Finding globally optimal macrostructure in multiple relation, mixed-mode social networks

From the outset, computational sociologists have stressed leveraging multiple relations when blockmodeling social networks. Despite this emphasis, the majority of published research over the past 40 years has focused on solving blockmodels for a single relation. When multiple relations exist, a reductionist approach is often employed, where the relations are stacked or aggregated into a single matrix, allowing the researcher to apply single relation, often heuristic, blockmodeling techniques. Accordingly, in this article, we develop an exact procedure for the exploratory blockmodeling of multiple relation, mixed-mode networks.

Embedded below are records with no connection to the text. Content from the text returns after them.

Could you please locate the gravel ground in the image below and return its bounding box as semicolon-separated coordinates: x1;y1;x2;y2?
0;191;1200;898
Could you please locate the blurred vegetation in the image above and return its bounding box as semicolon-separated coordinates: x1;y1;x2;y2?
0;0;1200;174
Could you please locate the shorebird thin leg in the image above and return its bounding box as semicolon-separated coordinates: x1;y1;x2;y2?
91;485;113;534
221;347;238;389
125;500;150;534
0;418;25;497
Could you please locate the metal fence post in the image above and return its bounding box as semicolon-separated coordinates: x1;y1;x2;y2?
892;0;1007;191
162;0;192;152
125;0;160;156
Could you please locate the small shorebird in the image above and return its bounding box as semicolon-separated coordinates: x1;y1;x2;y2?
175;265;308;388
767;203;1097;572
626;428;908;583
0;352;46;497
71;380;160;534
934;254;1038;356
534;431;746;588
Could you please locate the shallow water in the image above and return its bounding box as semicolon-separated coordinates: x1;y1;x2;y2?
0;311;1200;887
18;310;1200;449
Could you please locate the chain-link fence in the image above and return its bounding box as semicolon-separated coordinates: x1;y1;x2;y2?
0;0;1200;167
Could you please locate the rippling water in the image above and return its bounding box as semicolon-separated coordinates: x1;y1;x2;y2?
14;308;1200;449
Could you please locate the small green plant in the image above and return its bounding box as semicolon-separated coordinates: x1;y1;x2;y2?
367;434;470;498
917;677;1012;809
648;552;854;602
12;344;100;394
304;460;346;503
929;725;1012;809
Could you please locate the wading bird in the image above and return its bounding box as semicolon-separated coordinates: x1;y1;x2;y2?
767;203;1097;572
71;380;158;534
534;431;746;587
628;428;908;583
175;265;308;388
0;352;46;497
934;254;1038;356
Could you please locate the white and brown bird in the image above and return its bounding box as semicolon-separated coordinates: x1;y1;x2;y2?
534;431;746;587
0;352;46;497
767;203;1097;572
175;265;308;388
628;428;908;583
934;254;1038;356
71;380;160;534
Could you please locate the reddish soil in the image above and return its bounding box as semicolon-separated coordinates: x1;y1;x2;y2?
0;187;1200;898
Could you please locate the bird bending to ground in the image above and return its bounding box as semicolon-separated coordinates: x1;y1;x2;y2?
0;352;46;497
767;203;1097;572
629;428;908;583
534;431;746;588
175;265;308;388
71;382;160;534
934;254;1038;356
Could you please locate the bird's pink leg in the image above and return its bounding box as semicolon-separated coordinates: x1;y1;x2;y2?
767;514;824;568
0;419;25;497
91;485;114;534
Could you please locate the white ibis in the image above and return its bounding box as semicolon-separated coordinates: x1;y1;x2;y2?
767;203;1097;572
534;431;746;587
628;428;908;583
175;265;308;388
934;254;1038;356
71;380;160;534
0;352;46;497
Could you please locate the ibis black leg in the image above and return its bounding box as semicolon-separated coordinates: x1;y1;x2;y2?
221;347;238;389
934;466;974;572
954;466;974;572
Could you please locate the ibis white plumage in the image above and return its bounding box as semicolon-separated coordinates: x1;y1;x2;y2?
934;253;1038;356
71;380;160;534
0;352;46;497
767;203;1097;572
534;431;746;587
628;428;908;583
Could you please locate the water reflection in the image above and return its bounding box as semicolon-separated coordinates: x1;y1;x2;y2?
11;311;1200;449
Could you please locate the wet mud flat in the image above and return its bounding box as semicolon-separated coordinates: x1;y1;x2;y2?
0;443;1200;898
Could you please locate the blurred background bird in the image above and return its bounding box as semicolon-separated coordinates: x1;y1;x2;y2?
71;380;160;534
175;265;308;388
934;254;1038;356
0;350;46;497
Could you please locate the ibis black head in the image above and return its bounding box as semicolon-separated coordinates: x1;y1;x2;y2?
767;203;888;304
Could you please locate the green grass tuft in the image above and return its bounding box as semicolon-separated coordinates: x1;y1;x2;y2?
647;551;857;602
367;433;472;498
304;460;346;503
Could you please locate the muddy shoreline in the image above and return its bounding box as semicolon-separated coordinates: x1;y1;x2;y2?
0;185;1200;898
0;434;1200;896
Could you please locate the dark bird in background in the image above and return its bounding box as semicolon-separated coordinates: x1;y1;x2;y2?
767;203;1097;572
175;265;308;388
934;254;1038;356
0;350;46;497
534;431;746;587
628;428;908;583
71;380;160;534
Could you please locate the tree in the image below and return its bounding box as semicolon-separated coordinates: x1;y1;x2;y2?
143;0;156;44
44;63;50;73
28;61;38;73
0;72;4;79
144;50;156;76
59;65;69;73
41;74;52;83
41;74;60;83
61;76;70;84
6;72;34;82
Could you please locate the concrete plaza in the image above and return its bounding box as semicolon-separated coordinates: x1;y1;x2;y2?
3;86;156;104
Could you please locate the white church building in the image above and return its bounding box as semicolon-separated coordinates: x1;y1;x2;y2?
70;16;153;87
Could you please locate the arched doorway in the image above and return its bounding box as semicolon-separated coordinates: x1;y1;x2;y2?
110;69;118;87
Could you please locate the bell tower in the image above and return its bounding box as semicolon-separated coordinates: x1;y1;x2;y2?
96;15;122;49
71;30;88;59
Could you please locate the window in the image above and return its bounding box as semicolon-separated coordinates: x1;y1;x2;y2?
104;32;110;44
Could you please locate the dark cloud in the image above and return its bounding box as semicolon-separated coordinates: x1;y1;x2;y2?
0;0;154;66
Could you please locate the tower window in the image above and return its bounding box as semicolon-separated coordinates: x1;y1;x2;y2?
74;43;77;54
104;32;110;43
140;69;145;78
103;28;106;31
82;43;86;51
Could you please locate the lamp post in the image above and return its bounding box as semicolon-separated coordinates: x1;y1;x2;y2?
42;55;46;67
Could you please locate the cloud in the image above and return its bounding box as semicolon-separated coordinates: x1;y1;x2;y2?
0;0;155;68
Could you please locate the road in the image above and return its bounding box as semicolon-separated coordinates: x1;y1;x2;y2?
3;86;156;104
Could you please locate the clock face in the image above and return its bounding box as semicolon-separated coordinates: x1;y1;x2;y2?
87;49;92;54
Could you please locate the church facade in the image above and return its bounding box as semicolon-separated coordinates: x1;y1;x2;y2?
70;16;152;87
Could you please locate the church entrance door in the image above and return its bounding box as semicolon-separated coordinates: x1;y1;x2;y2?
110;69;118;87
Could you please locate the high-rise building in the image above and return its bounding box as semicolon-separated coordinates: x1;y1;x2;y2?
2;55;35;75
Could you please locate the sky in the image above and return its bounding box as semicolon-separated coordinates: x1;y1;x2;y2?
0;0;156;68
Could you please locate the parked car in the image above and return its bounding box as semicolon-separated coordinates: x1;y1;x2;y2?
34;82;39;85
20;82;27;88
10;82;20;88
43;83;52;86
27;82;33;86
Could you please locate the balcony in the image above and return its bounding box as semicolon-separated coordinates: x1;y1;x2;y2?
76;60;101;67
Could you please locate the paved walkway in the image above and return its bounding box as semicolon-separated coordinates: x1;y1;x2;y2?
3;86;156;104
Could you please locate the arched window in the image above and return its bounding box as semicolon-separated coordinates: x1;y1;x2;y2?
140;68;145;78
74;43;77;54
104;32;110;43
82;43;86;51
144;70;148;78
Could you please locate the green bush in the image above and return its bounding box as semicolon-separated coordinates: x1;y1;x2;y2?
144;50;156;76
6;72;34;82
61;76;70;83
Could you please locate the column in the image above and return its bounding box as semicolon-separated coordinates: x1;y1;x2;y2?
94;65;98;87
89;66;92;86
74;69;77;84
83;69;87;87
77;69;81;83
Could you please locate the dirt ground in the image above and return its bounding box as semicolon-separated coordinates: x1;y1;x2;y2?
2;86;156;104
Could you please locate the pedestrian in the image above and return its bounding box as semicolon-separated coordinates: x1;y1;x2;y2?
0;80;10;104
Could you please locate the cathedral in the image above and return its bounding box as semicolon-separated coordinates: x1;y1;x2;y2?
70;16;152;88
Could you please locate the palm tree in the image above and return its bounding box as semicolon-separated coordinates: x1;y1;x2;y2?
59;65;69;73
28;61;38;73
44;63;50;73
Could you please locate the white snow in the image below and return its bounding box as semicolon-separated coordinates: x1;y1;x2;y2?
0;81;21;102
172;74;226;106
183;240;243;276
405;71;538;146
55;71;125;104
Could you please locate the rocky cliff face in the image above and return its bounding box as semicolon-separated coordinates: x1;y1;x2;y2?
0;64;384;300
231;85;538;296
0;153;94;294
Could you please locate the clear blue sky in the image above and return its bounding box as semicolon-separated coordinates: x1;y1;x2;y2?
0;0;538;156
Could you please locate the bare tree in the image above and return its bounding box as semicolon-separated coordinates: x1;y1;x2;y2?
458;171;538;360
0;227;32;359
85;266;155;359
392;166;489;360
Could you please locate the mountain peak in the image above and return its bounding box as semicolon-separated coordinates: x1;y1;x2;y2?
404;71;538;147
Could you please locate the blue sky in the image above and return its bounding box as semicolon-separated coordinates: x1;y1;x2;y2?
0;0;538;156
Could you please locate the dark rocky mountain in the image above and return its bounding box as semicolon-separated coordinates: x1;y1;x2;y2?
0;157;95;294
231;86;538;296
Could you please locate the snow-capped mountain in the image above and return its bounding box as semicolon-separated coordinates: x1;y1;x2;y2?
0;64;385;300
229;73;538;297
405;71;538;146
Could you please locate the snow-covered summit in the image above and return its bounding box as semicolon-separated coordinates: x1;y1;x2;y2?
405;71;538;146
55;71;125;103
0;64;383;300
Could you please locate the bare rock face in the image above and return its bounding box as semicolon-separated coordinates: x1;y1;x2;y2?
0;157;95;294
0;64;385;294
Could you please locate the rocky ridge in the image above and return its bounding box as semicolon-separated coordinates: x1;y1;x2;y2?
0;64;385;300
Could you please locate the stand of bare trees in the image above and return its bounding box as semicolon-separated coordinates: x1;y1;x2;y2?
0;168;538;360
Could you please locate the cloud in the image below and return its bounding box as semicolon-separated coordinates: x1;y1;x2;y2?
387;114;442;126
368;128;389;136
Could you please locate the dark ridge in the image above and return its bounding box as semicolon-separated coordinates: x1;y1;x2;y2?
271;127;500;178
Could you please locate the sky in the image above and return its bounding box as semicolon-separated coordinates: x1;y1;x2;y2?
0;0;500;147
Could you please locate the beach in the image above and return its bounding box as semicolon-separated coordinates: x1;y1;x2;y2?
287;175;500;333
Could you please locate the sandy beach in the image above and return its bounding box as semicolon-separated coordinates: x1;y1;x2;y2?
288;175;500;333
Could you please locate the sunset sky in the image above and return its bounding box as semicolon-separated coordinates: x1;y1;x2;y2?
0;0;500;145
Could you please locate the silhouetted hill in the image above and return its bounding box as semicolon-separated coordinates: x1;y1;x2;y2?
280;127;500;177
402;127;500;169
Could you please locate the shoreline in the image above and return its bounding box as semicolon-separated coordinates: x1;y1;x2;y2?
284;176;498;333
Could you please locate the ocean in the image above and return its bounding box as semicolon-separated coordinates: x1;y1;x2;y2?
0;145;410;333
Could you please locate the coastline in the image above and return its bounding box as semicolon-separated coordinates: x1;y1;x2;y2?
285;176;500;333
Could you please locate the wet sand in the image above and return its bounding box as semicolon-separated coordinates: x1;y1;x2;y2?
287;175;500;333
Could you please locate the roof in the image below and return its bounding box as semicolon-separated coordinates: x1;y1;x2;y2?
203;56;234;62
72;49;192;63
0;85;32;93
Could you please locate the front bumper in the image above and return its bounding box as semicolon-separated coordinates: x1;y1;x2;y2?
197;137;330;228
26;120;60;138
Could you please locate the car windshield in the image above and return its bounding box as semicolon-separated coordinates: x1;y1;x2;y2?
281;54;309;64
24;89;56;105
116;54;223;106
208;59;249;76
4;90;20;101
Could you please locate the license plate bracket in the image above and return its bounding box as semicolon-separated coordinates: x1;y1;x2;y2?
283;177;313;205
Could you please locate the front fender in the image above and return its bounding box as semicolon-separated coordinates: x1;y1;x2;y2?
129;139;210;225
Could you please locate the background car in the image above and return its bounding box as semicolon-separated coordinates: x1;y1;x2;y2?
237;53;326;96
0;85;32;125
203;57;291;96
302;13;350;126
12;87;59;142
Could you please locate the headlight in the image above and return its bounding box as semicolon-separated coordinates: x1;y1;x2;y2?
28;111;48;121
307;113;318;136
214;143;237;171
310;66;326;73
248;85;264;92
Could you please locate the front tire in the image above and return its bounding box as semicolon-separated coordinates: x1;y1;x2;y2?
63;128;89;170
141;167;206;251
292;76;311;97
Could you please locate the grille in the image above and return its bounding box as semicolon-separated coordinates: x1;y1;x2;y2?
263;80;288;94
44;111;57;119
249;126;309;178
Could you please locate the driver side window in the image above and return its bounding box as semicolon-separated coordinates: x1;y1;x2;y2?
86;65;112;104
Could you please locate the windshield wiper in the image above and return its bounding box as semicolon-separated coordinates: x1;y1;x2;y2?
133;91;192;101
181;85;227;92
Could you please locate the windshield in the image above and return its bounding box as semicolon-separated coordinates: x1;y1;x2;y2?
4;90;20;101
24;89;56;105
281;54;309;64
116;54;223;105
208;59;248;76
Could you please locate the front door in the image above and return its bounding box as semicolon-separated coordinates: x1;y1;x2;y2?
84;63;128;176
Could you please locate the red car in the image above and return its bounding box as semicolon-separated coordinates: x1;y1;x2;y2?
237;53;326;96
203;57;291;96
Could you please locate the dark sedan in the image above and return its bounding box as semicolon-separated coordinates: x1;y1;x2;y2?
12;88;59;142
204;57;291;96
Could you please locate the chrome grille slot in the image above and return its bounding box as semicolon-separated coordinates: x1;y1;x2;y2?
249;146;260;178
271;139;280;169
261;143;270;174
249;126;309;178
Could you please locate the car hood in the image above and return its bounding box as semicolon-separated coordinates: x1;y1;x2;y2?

In particular, given (a) $N_1$ actors, (b) $N_2$ events, (c) an $\left(N_1\times N_1\right)$ binary one-mode network depicting the ties between actors, and (d) an $\left(N_1\times N_2\right)$ binary two-mode network representing the ties between actors and events, we use integer programming to find globally optimal $\left(P_1\times P_1|P_1\times P_2\right)$ image matrices and partitions, where $P_1$ and $P_2$ represent the number of actor and event positions, respectively. Given the problem’s computational complexity, we also develop an algorithm to generate a minimal set of non-isomorphic image matrices, as well as a complementary, easily accessible heuristic using the network analysis software Pajek. We illustrate these concepts using a simple, hypothetical example, and we apply our techniques to a terrorist network.